3- Hak Yoksunluğu Cezanın İnfazının Tamamlanmasına Kadar Devam Etmesi Şartı

Yeni Türk Ceza Kanunu’nda benimsenen yaptırım sisteminde, belli bir suçu işlemekten dolayı cezaya mahkûmiyetin sonucu olarak, ömür boyu devam edecek bir hak yoksunluğu öngörülmemiş; bunlara belirli bir süre sınırı getirilmiştir.

Kişi, işlemiş bulunduğu suç dolayısıyla mahkûm olduğu hapis cezasının infazı tamamlanıncaya kadar bu hakları kullanamaz (m. 53/2). Buradaki “infazın tamamlanması”ndan kasıt, şartlı tahliye (koşullu salıverilme) (5275 s. CGTİHK. m.107) tarihi değil, bihakkın tahliye (hak ederek salıverilme) tarihidir.

Kabul edilen yeni sistemde, söz konusu hak yoksunluklarının, mahkûm olunan cezanın infazı tamamlanıncaya kadar devam etmesi öngörülmüştür.

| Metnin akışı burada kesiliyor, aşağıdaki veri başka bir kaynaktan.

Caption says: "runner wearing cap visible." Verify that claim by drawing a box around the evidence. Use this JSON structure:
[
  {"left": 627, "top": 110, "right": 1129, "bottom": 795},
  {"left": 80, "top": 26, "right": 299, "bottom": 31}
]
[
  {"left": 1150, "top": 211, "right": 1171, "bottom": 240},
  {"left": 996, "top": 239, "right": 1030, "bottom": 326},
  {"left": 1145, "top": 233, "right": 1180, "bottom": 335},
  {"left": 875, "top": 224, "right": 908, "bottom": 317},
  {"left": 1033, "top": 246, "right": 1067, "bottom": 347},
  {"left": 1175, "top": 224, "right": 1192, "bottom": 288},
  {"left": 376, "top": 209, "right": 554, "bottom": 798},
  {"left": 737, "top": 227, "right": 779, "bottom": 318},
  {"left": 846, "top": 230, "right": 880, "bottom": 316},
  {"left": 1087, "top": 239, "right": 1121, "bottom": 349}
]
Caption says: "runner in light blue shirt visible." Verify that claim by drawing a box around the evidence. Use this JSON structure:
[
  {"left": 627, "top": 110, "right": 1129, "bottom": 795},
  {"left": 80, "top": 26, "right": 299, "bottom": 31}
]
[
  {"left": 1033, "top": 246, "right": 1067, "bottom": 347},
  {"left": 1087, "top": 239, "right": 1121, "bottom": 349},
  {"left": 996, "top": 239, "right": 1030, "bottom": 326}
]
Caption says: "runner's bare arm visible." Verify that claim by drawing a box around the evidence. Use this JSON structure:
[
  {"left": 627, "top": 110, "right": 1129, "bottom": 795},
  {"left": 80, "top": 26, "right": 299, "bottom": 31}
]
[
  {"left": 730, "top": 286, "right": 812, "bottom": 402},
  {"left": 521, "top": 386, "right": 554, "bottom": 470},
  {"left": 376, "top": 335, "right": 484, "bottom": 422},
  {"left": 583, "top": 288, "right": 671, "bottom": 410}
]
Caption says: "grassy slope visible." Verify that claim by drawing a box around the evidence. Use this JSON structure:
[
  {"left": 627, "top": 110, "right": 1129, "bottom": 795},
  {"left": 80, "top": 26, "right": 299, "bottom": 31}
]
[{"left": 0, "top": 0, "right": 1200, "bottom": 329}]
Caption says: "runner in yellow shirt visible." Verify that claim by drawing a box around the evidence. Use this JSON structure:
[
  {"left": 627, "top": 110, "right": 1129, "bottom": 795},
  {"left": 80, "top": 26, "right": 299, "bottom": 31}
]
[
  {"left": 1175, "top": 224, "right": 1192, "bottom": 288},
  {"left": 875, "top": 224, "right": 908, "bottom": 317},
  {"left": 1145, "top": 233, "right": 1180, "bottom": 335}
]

Böylece, kişi mahkûm olduğu cezanın infazı tamamlanıncaya kadar, infazın gereklerine uygun davranmak suretiyle, kendisinin tekrar güven duyulan bir kişi olduğu konusunda topluma da bir mesaj verdiği düşünülmektedir. Bu bakımdan, hak yoksunluklarının en geç cezanın infazının tamamlanması aşamasına kadar devam etmesi, suç ve ceza politikasıyla güdülen amaçlara daha uygun düşmektedir.

Bu sistemde, mahkûmiyete bağlı hak yoksunlukları, mahkûmiyetin kesinleşmesiyle başlayıp, mahkûm olunan hapis cezasının infazı tamamlanıncaya kadar devam edecektir.

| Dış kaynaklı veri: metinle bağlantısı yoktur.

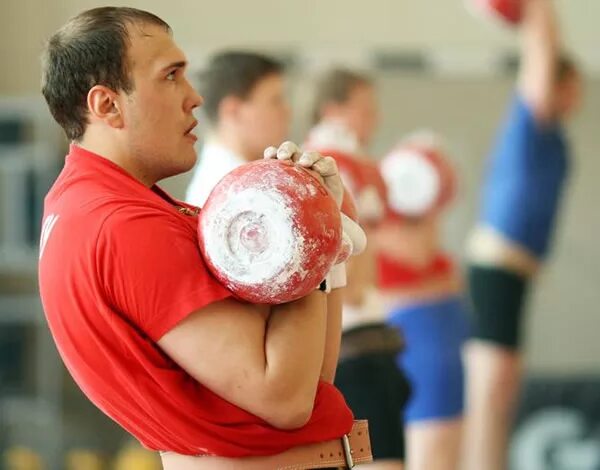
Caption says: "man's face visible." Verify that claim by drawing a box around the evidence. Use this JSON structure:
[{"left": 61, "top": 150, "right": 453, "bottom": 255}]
[
  {"left": 338, "top": 84, "right": 379, "bottom": 146},
  {"left": 236, "top": 73, "right": 290, "bottom": 158},
  {"left": 119, "top": 25, "right": 202, "bottom": 181}
]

Hapis cezasının infazının tamamlanmasına kadar devam edecek olan söz konusu hak yoksunlukları , infazın tamamlandığı tarih itibariyle, hiçbir işleme gerek bulunmaksızın kendiliğinden ortadan kalkar. Diğer bir deyişle, yoksun kalınan haklar, hapis cezasının infazının tamamlandığı anda kendiliğinden avdet eder.

Kanuni Netice Olarak İnfaz Süresiyle Sınırlı Bir Şekilde Uygulanan Hak Yoksunluğunun Şartları

Ceza mahkûmiyetinin kanuni sonucu olan hak yoksunluklarının uygulaması hükmedilen cezaya bağlı olarak değişmektedir. Bu mahkûmiyetlere bağlanan kanuni neticeleri şu başlıklar altında sırlayabiliriz.

1- Hapis Cezası Ertelenmemişse: (Kısa süreli veya uzun süreli olması önemli değil)

Kanun kişinin kasten işlemiş olduğu suçlardan dolayı hapis cezasına mahkûmiyetinin kanuni sonucu olarak 53/1. maddenin (a), (b), (c), (d) ve (e) bentlerindeki hak yoksunluklarından mahrum edilmesini öngörüyor. Mahkûmiyet halinde bu hak yoksunluklarının gösterilmemesi kazanılmış hak oluşturmaz.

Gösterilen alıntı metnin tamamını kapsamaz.